Last fall, the group staged a limited presentation event awarding a handful of grants for organizations and individuals. This was considered a "preliminary" to the Barrymores' return.
When the alliance pulled the plug on the Barrymores, "for most of us in the theater community, it was like having the rug pulled out from under us," recalled Kevin Glaccum, producing and artistic director of Philly's Azuka Theatre and president of Theatre Philadelphia's board of directors. "We really didn't see it coming. So, about 10 theater leaders got together and decided, if nothing else, the Barrymores needed to continue."
According to Glaccum, the official reason for the alliance's self-termination was that its executives believed that, by soliciting arts-oriented philanthropies for operating funds, the alliance would take grants from local theater companies it was created to promote.
Glaccum said there were "a variety of reasons" for its demise, not the least of which that "no one was paying as much attention to it as they should have been."
So far, details about the 2014 Barrymore Awards are vague. Glaccum couldn't get more specific than a date sometime in late October or early November. But that didn't keep him from feeling an optimism that was palpable over the phone. What had him particularly pumped was the return of the Barrymores-bestowed prestige the city has been missing.
"This is a remarkably vibrant theater community, and we should be able to have an awards program," he said. "We deserve it, and it keeps us among the ranks of cities that have [them]. It was something we felt was important to the community and the theatergoing public, so we're bringing them back."
The rejuvenated Barrys will have a new, two-tiered judging system.
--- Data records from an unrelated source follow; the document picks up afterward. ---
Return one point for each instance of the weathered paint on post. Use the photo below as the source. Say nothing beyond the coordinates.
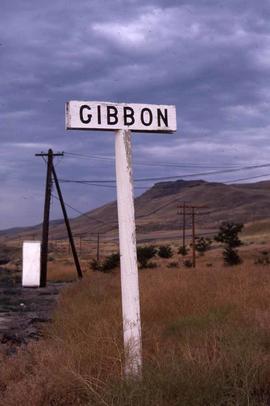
(31, 264)
(128, 254)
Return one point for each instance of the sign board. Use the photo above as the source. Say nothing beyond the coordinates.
(92, 115)
(123, 119)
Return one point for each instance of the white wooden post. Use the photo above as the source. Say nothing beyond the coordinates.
(128, 254)
(123, 118)
(31, 264)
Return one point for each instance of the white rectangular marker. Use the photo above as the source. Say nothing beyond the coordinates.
(31, 264)
(92, 115)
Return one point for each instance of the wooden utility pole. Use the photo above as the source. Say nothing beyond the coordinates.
(98, 247)
(70, 236)
(193, 239)
(193, 213)
(184, 226)
(46, 217)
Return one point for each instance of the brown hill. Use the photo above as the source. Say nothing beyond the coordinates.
(156, 209)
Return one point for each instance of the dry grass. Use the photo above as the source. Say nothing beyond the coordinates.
(206, 341)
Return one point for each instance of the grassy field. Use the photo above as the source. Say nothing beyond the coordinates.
(206, 340)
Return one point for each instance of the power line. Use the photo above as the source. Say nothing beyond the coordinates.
(155, 164)
(96, 181)
(81, 213)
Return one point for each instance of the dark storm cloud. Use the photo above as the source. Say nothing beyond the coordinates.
(210, 58)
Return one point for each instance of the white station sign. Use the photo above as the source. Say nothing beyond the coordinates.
(92, 115)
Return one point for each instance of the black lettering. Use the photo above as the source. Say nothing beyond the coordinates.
(128, 116)
(99, 114)
(164, 117)
(112, 115)
(150, 117)
(89, 116)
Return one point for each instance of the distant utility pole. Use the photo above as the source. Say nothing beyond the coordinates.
(46, 217)
(193, 213)
(98, 247)
(71, 240)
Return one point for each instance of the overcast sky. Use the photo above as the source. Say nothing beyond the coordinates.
(209, 58)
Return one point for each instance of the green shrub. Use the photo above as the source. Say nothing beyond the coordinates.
(165, 251)
(144, 254)
(172, 265)
(231, 256)
(202, 244)
(95, 265)
(111, 262)
(187, 263)
(183, 250)
(228, 235)
(263, 258)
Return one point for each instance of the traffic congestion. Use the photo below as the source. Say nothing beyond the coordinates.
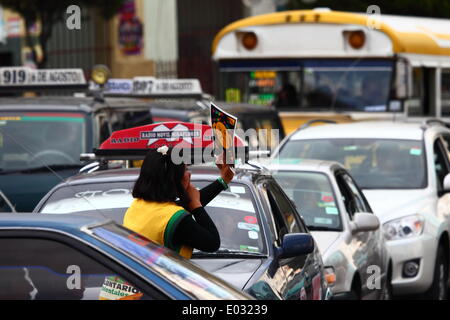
(316, 170)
First, a group of eight "nominators" will see productions, and if five of the eight agree a show deserves a nomination in one or more of what Glaccum said will be 22 categories, it will be passed on to a panel of 12 judges who will see the play in question and make the final determinations.
In the meantime, plays suggested to the judges will receive a "Theatre Philadelphia recommended" designation that companies can use to help market their productions. "One of the main things Theatre Philadelphia is hoping to do is to continue to brand this name as a [symbol] for excellence," he said.
Although it seems a no-brainer, Glaccum was pretty certain Drew Barrymore has never been invited to participate in the festivities. So, how about it, Kevin?
"We'd love to have her come," he offered. "Who knows? We're starting with a clean slate, anything is possible in the future. You don't know who you'll see there."
Hearing (and seeing) 'Voices'
Norristown's Centre Theater kicks off 2014 with Saturday's opening of the fifth annual Independent Voices Festival, a three-weekend celebration of theater in many forms, including stand-up comedy, radio plays and historical dramas.
Jump-starting this year's fest is Saturday's "Walla Fest Open Mic Spectacular," billed as "an evening of local music full of surprises and Walla fun." That will be followed Sunday by Okay For Sounds' "Mission to Mars." Staged as an old-time radio drama, this is "a spooky, kooky auditory blastoff into outer space that explores what life forms exist beyond Earth."
Centre Theater, 208 DeKalb St., all performances 8 p.m. Friday and Saturday and 2 and 8 p.m. Sunday, $20 and $10, 610-279-1013, artscc.org.
Upon further review ...
I realized that in last week's 2013 roundup, I neglected to include two fine productions at Walnut Street Theatre:
"In the Heights," with a book by Philly gal Quiara Alegria Hudes, had plenty of flair and energy to spare, while "Elf" (which wraps up Sunday, and stars Christopher Hutton, left) was pure, old-fashioned fun from curtain to curtain.